Kasus 'Lord Luhut', Haris Azhar dan Fatia Maulidiyanti Divonis Bebas
- VoxPop/Yeni Lestari
Jakarta - Majelis hakim Pengadilan Negeri (PN) Jakarta Timur memvonis bebas Haris Azhar dan Fatia Maulidiyanti atas kasus dugaan pencemaran nama baik terhadap Menteri Koordinator Bidang Kemaritiman dan Investasi (Menko Marves) Luhut Binsar Pandjaitan.
"Menimbangkan karena tidak terbukti maka tidak terbukti secara sah maka pada para terdakwa diputus bebas," kata Ketua Majelis Hakim, Cokorda Gede Arthana di Pengadilan Negeri Jakarta Timur, Senin, 8 Januari 2024.
Haris Azhar-Fatia menjalani sidang perdana di PN Jakarta Timur
- VoxPop/M Ali Wafa
Majelis hakim mengatakan tuntutan pertama kepada Haris Azhar dan Fatia Maulidiyanti tidak memenuhi unsur hukum. Dengan begitu, maka Haris Azhar dan Fatia Maulidiyanti lepas dari tuntutan pertama.
"Apa yang diperbincangkan bukanlah termasuk dugaan penghinaan. Tidak memenuhi unsur hukum. Tidak terbukti dalam dakwaan pertama dan bebas atas tuntutan dakwaan," kata hakim.
Terdakwa Haris Azhar dan Fatia juga lepas dari dakwaan kedua yaitu penyebaran berita bohong karena dianggap tidak memenuhi unsur pidana.
"Bukan berita bohong. Sehingga dakwaan kedua tidak terbukti sehingga terdakwa lepas dari dakwaan kedua. Dakwaan subsider tidak terpenuhi sehingga terdakwa lepas dari dakwaan subsider," sambungnya.
Ssbelumnya diberitakan, terdakwa kasus dugaan pencemaran nama baik Menteri Koordinator Bidang Kemaritiman dan Investasi (Menko Marves) Luhut Binsar Pandjaitan, Haris Azhar dituntut empat tahun penjara.
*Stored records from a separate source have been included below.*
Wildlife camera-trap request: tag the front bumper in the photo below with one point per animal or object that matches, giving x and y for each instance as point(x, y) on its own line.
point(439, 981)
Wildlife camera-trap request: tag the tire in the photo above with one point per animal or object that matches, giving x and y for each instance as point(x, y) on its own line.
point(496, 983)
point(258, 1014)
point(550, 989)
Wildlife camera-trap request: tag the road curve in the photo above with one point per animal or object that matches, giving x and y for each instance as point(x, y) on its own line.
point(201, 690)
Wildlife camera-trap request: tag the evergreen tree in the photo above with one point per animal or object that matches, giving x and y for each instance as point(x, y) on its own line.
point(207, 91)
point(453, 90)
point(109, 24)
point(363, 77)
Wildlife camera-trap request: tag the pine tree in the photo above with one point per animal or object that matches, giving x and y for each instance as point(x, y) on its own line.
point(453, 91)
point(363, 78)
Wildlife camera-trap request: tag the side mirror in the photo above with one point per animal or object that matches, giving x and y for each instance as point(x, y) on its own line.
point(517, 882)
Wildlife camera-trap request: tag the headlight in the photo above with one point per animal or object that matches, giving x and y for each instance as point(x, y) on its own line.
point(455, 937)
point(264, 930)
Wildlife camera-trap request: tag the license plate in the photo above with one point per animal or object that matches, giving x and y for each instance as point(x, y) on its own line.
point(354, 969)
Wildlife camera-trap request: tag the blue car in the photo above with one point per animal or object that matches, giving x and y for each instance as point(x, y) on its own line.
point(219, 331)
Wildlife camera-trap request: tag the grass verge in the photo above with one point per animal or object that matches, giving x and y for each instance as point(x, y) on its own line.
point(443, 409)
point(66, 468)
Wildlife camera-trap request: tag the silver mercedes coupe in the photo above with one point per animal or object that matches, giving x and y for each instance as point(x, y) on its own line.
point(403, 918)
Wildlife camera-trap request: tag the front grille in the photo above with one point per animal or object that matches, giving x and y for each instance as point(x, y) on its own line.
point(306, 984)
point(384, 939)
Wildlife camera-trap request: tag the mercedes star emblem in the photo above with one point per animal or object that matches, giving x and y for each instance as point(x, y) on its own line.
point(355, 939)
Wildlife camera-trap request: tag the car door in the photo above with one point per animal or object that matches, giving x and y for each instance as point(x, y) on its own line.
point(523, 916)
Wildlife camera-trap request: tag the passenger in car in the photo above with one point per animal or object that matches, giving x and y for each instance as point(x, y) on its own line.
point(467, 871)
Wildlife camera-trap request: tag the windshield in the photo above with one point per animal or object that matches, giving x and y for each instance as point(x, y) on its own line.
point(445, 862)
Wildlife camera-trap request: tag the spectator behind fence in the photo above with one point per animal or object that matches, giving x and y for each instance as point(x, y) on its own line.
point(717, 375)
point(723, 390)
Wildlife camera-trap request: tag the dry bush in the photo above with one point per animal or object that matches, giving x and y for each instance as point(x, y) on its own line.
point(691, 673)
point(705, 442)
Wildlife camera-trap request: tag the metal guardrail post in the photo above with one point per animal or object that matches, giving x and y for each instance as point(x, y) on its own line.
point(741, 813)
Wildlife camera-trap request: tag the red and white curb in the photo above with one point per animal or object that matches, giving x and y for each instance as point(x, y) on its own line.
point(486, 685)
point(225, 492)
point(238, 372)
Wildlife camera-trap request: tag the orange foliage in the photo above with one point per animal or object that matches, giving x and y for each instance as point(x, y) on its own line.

Tuntutan itu dibacakan langsung Jaksa Penuntut Umum (JPU) di Pengadilan Negeri Jakarta Timur, Senin, 13 November 2023.
Jaksa menilai Haris Azhar terbukti bersalah mendistribusikan informasi elektronik yang memuat unsur penghinaan dan pencemaran nama baik terhadap Luhut.
"Kami selaku penuntut umum berkesimpulan Haris Azhar telah terbukti secara sah dan meyakinkan menurut hukum, bersalah melakukan tindak pidana dengan sengaja dan tanpa hak mendistribusikan dan atau mentransmisikan dan atau membuat dapat diaksesnya informasi elektronik dan atau dokumen elektronik yang memiliki muatan penghinaan dan atau pencemaran nama baik secara bersama sama," kata Jaksa di ruang sidang Pengadilan Negeri Jakarta Timur, Senin, 13 November 2023.
Haris Azhar menjalani sidang perdana di PN Jakarta Timur
- VoxPop/M Ali Wafa
"Menghukum Haris Azhar untuk menjalani pidana selama empat tahun dengan perintah terdakwa segera ditahan dan pidana denda Rp1 juta subsider 6 bulan kurungan," ujar jaksa menambahkan.